Вместе со всеми Груня осматривала пульт, моторы, слазила по узкой лесенке в турбинную камеру, полюбовалась, как бьется внизу маслянисто-темная шальная вода. Девушка ни на шаг не отставала от своих подружек, и Родион уже отчаивался поговорить с ней наедине, когда пришел к нему на помощь Ваня Яркин. Девушка о чем-то спросила его, и Ваня, разложив на столике лист бумаги, принялся толково и обстоятельно объяснять ей, разрисовывая бумагу красным карандашом. Уже давно захлопнулась за гостями дверь, а Ваня Яркин, не обращая внимания на нетерпение девушки, с жаром продолжал свой рассказ. Не решаясь обидеть парня, Груня стояла около столика и кивала головой. А Ваня Яркин не унимался: с человеком, который проявил неподдельный интерес к технике, он готов был говорить хоть целый день. Глаза его за стеклами очков сияли, нежный румянец жег скулы, крупной белой пятерней он то и дело расчесывал ежик своих волос.
Сдерживая на губах улыбку, весь замирая от тревожного, радостного чувства, Родион выскочил на крылечко. Ну, что за догадливый парень, этот Ванюшка! Хоть бы он еще на несколько минут задержал ее.
Девушка отворила дверь, когда гости уже скрылись в дальнем леске.
— Ой, а где же наши?
Родион, не мигая, смотрел в лес, будто не слышал, о чем она спрашивала, в Груня, покраснев, отвела глаза.
— Вы не знаете, куда они пошли?
— На лисоферму, — сказал Родион, не чувствуя ни малейшего угрызения совести за свою ложь. — Пойдемте, я вас провожу.
Под маленькими Груниными чесанками сердито поскрипывал снег, она старалась идти хоть на шаг-два впереди Родиона, чтобы он не заглядывал ей а лицо.
— Что ж, они и несоюзную молодежь с собой прихватили? — спросил после некоторого молчания Родион.
— Нет, все комсомольцы. Это вы про меня, наверно?
— Ага.
— Так я вступила! У меня тетя строгая — все не дозволяла. Ну, я терпела, терпела и… на свое повернула!.. Вскорости, как вы у нас были… Помните?

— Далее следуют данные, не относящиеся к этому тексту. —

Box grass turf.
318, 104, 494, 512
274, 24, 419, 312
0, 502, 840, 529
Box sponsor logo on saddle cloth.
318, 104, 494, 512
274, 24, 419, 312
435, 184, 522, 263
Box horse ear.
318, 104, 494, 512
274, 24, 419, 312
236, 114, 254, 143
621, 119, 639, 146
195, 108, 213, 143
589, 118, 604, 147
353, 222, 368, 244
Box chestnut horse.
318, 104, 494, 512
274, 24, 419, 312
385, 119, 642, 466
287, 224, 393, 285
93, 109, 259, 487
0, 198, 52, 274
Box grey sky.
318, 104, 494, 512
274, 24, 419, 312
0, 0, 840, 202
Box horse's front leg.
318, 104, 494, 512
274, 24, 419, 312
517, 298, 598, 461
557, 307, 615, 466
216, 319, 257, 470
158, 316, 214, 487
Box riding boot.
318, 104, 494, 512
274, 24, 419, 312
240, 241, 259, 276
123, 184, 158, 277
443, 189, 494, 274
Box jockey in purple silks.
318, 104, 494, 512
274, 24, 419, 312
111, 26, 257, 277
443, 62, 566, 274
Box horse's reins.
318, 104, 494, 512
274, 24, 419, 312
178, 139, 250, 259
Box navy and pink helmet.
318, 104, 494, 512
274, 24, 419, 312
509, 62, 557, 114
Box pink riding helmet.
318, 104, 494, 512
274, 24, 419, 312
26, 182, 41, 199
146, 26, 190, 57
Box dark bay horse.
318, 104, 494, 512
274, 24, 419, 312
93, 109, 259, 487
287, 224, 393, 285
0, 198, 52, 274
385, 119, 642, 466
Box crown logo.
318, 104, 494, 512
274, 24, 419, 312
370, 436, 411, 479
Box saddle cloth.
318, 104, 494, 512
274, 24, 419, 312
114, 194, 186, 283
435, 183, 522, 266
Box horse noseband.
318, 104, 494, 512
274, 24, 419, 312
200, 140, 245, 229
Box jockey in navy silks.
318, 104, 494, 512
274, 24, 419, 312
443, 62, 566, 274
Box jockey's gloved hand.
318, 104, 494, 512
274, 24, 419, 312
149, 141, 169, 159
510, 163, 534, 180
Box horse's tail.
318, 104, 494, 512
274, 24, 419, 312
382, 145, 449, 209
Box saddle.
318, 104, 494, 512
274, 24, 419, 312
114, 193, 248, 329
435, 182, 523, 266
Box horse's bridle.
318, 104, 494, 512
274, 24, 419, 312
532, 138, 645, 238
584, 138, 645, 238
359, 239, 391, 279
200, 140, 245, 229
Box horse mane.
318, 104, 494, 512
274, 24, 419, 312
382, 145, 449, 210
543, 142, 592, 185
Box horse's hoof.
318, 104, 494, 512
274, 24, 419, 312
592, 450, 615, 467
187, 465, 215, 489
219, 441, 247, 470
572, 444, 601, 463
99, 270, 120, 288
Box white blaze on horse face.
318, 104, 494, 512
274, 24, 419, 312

— Я все помню, — с многозначительной медленностью проговорил Родион. — И как у вас был, помню, и как вы мне от ворот поворот устроили, тоже помню!..
— О, не надо! — Груня обернулась, прижимая к груди руки в серых пушистых варежках. — Честное комсомольское, я не хотела тогда обидеть. Нет, вы не думайте даже, — в голосе ее звучала нежная участливость.
— А раз так, то не стоит об этом и печалиться! — Родион тряхнул головой и рассмеялся.
Ему вдруг стало неизъяснимо хорошо. Вот так бы идти и идти с девушкой неведомо куда — за эти леса и горы, среди жгуче мерцающих снегов.
На лисоферме, как и рассчитывал Родион, горнопартизанцев не оказалось. Груня вприщур поглядела на него, но промолчала.
Старичок-сторож провел их на широкий двор, огороженный высоким дощатым забором. Там прямо на снегу стояло около полсотни металлических клеток, в каждой — маленький, похожий на улей домик. Оставляя на снегу необглоданные кости и кусочки сырого мяса, черно-бурые забирались в свои домики и глядели оттуда с тоскливой настороженностью. Те, что были посмелее, свернулись калачиками на крыше домика или беспокойно ходили вдоль металлической сетки, нюхали воздух, лизали снег. Густой темный мех искрился серебринками, словно опушенный инеем, на конце длинных хвостов сверкал белоснежный пушистый ком.